Gli advisor della fusione per incorporazione di Mediobanca in Mps

Ieri i consigli di amministrazione di Banca Mps e Mediobanca hanno approvato il progetto di fusione per incorporazione di quest’ultima in Mps, a seguito del successo dello scorso settembre dell’opa della banca senese su quella milanese. I Consigli di Amministrazione delle società partecipanti alla fusione, con l’assistenza dei rispettivi advisor finanziari, sono pervenuti alla determinazione del rapporto di cambio nella misura di 2,450 azioni di Mps, prive di indicazione di valore nominale, per ciascuna azione ordinaria Mediobanca in circolazione, anch’essa priva di valore nominale.

Gli advisor

Il Consiglio di Amministrazione di Mps è stato assistito da Jefferies, J.P. Morgan Securities e Ubs Europe SE quali advisor finanziari, e Gianni & Origoni e White & Case quali advisor legali, mentre il Comitato Parti Correlate di Mps è stato assistito da Alvarez and Marsal quale advisor finanziario e Legance quale advisor legale.

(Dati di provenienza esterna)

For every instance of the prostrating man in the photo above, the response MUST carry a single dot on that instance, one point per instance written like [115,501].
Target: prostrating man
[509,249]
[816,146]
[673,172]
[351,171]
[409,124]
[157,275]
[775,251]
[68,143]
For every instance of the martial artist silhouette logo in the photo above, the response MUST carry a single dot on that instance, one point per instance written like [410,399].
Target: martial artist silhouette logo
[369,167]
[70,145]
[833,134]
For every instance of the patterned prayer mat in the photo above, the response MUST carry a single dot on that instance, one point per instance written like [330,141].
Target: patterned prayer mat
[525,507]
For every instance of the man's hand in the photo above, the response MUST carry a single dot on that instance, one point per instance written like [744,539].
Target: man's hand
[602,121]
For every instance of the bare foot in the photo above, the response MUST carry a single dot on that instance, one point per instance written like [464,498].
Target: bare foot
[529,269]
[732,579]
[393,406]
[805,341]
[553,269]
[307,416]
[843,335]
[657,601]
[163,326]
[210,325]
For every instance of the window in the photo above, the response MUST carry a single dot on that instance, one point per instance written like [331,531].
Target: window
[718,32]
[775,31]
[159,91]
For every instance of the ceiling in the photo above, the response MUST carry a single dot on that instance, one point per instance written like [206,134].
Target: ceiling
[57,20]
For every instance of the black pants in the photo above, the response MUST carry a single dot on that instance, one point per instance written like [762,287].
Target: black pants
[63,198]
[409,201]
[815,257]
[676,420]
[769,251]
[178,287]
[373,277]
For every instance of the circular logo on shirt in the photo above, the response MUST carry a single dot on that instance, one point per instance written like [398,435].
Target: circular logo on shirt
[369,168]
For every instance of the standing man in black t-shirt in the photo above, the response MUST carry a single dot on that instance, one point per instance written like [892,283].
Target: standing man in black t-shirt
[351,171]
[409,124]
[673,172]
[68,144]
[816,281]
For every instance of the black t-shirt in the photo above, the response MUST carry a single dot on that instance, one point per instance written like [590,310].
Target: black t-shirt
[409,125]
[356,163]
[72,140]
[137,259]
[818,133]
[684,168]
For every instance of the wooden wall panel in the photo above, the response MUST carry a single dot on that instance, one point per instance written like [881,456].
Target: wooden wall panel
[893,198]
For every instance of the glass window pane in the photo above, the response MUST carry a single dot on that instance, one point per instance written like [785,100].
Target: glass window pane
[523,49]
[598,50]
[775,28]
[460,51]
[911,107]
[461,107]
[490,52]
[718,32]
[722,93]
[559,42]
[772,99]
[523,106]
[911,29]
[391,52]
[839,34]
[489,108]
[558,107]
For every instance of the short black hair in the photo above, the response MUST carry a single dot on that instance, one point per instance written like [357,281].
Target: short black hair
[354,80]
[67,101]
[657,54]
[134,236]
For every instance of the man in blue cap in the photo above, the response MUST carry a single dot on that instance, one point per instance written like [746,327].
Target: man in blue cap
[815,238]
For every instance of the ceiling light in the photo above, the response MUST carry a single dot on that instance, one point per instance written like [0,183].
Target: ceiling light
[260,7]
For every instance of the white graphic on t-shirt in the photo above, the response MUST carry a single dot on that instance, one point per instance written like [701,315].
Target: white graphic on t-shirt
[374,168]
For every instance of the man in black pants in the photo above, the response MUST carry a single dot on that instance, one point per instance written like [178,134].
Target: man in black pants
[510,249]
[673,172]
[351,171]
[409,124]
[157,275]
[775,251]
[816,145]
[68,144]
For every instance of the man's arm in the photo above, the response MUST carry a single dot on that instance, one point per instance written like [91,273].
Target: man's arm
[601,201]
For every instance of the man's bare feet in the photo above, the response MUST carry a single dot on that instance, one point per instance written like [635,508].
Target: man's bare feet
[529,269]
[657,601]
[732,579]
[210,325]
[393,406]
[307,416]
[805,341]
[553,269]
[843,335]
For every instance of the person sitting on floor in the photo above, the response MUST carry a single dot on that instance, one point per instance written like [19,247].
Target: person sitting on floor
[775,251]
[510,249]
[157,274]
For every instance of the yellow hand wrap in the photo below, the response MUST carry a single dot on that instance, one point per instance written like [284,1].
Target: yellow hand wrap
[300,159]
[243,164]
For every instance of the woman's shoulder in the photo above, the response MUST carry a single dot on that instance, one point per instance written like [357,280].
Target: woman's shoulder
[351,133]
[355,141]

Il Consiglio di Amministrazione di Mediobanca è stato assistito da Morgan Stanley & Co. International quale advisor finanziario eGatti Pavesi Bianchi Ludovici quale advisor legale, oltre che da Mediobanca stessa, mentre il Comitato Parti Correlate di Mediobanca è stato assistito da PedersoliGattai quale advisor legale. Rothschild & Co ha agito come advisor finanziario del Comitato Parti Correlate di Mediobanca con un team composto da Fabio Palazzo (managing director, head of FIG Italy, in foto, al centro); Paola Brambilla (deputy head of FIG Italy, in foto a destra); Alessandro Perini (director); Vincenzo Parrinello (associate); Giulio Natalino (associate) e Antonio Carbone (analyst). La divisione CIB di Mediobanca ha supportato il management nell’operazione. Il team di Mediobanca coinvolto nell’operazione è composto da Giuseppe Baldelli (in foto, a sinistra), Egidio Imbrogno e Riccardo Ruggeri.

I dettagli della fusione

La fusione rientra in l’assegnazione delle attività di corporate & investment banking e private banking a servizio della clientela di fascia alta in favore di una società non quotata posseduta al 100% da Mps, che assumerà la denominazione di Mediobanca spa, preservando così un brand di altissimo valore con un patrimonio unico di competenze e sinonimo di eccellenza nei servizi di consulenza alle imprese e ai privati. In tale contesto, sarà trasferita alla nuova Mediobanca spa anche la partecipazione in Assicurazioni Generali. E’ prevista inoltre l’integrazione industriale delle reti di consulenti finanziari e delle attività retail e affluent wealth management di Mediobanca Premier e Banca Widiba (la quale assumerà una nuova denominazione sociale che anch’essa includerà il brand Mediobanca). Ad esito della Fusione l’assetto del capitale sociale di Mps sarà il seguente:

AzionistaPercentuale di partecipazione al capitale sociale
DELFIN S.A.R.L.16,1%
GRUPPO FRANCESCO GAETANO CALTAGIRONE9,4%
BLACKROCK, INC.4,6%
MEF – MINISTERO DELL’ECONOMIA E DELLE FINANZE4,5%
BANCO BPM SPA3,4%
FLOTTANTE62,0%

Nota: La percentuale di partecipazione al capitale sociale di ogni azionista deve intendersi meramente illustrativa e preliminare, in quanto calcolata assumendo l’emissione di massime n. 272.012.804 azioni ordinarie di Mps. A scopo di estrema prudenza e secondo un approccio massimamente conservativo, tale numero include anche le n. 6.745.422 azioni proprie detenute ad oggi da Mediobanca in portafoglio.